Jewish Condemnation of Bevin’s Statement is “grave Error,” Says Laski; Urges Patience

Declaring that he considers Jewish condemnation of the Bevin statement on Palestine “a grave error,” Harold J. Laski, chairman of the Grecutive of the Labor Party, said today, in an article written for the Overseas News Agency, that he thinks “the wiser path is one of waiting to see what the Angle-American commission decides.”

“Only in the light of the recommendations of this commission, both interim and final, and the decisions taken on each, can the wisdom or lack of wisdom of the policy be judged,” Laski says. Explaining why he urges the Jews to have patience, “however hard it may be to be patient,” Laski writes:

“It is of decisive importance that President Truman has agreed to full American participation in the inquiry. It is of not less decisive importance that the terms of reference to the Anglo-American committee are wide enough not only to make possible the sbandonment of that administrative separation between Palestine and Transjordan which was a grave initial error in British policy, but which Zionists have always insisted was an error which worked to their detriment. It is of outstanding importance, also, that the case made by men of the standing of Dr. Lowdermilk can now be examined at the level where favorable judgment will imply an Anglo-American obligation to act; and I believe myself that irrigation of the Negev alone, if it is judged practicable, will permit, and, indeed compel the recognition of the Jewish right to large-scale immigration.”

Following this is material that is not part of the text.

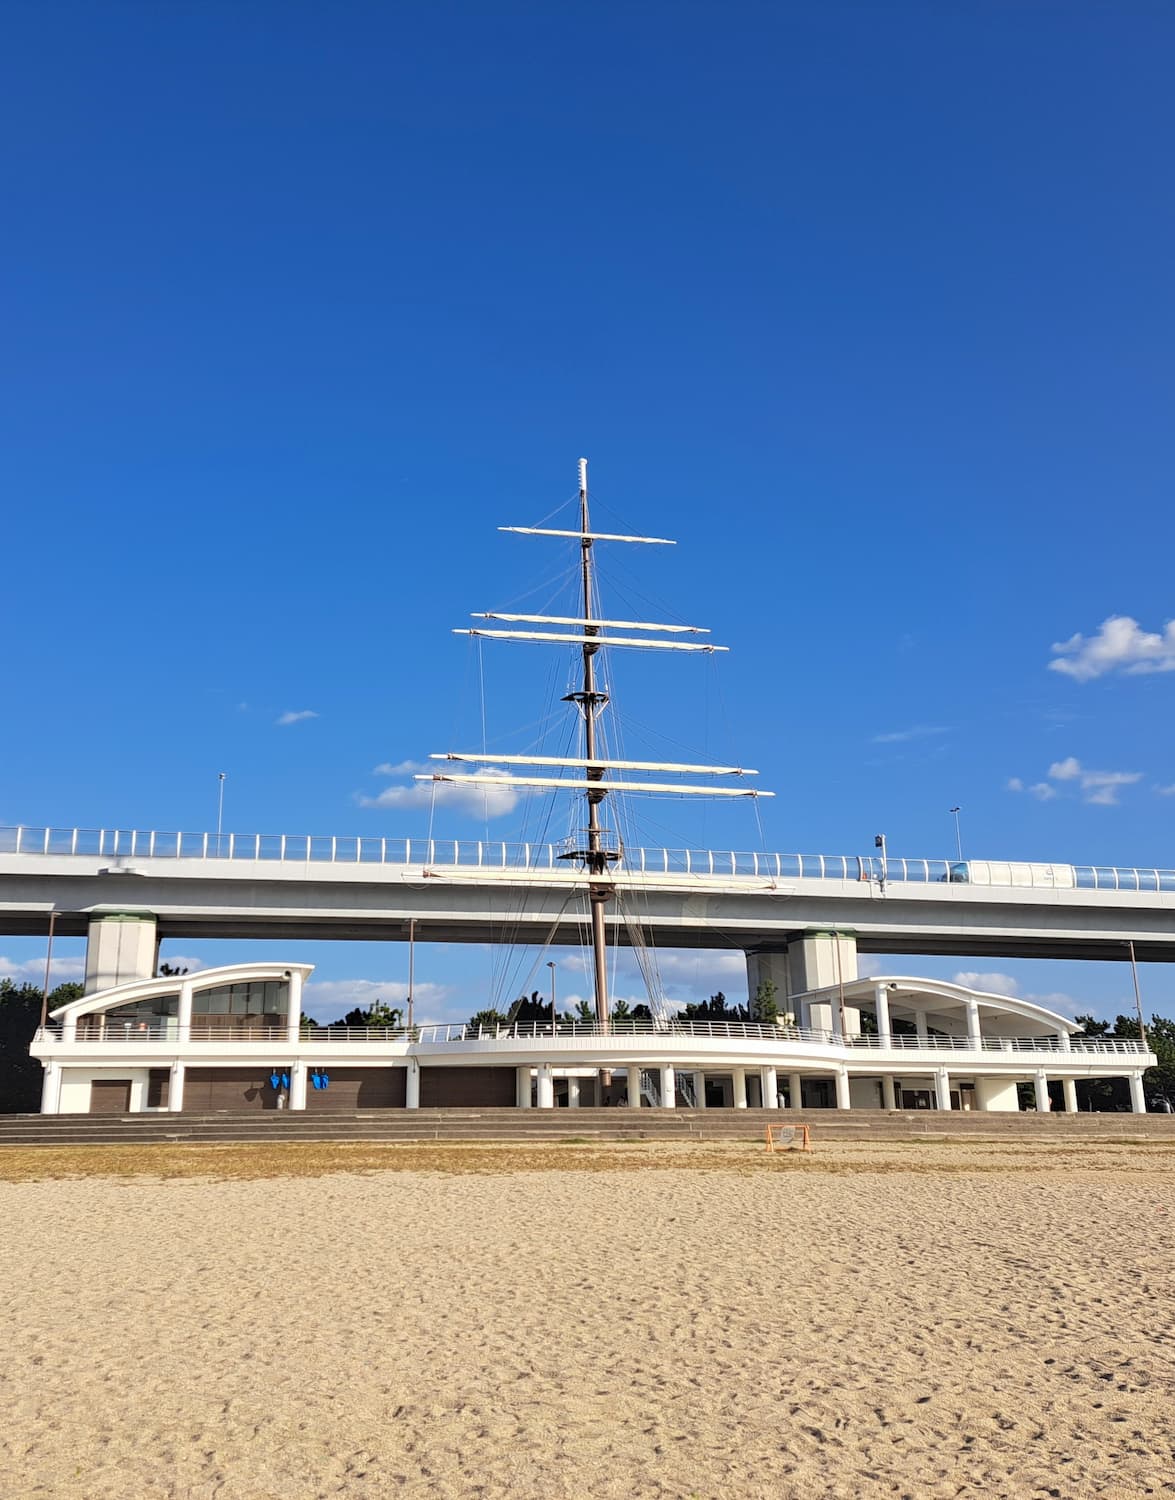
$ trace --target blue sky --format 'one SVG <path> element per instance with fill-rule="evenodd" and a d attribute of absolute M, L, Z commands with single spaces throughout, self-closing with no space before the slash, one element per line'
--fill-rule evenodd
<path fill-rule="evenodd" d="M 3 32 L 0 822 L 205 828 L 224 770 L 234 829 L 426 832 L 365 805 L 405 784 L 375 767 L 480 742 L 450 630 L 558 572 L 494 528 L 584 453 L 602 519 L 680 541 L 606 557 L 605 599 L 732 648 L 620 663 L 663 736 L 626 747 L 778 794 L 761 833 L 649 808 L 649 842 L 945 856 L 961 804 L 973 857 L 1175 865 L 1168 6 L 58 0 Z M 508 651 L 487 728 L 526 748 L 552 658 Z M 429 950 L 438 1013 L 484 963 Z"/>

Mr. Laski comes to the conclusion that “if it is the wish of the overwhelming majority of European Jews to settle in Palestine, the Zionists need not fear the outcome of the commission’s researches into this question since their judgment would then be confirmed.” He adds that he does not see in the Balfour Declaration or in the terms of the Palestine Mandate “any pledge that there shall be a Jewish majority or a Jewish State.” The clear meaning of each of these documents, he says, is the right of Jews to be allowed freely to enter Palestine so long as that entrance does not impair the welfare of the Arabs.

“I think the committee can be shown, first, that free entrance, viewed objectively, has increased, and not impaired Arab welfare, and that if Transjordania be included, and schemes like that of Dr. Lowdermilk are applied there and to the Negev, the Arabs in Palestine so conceived would lack any ground for opposing large-scale Jewish immigration, even if it meant a Jewish majority.”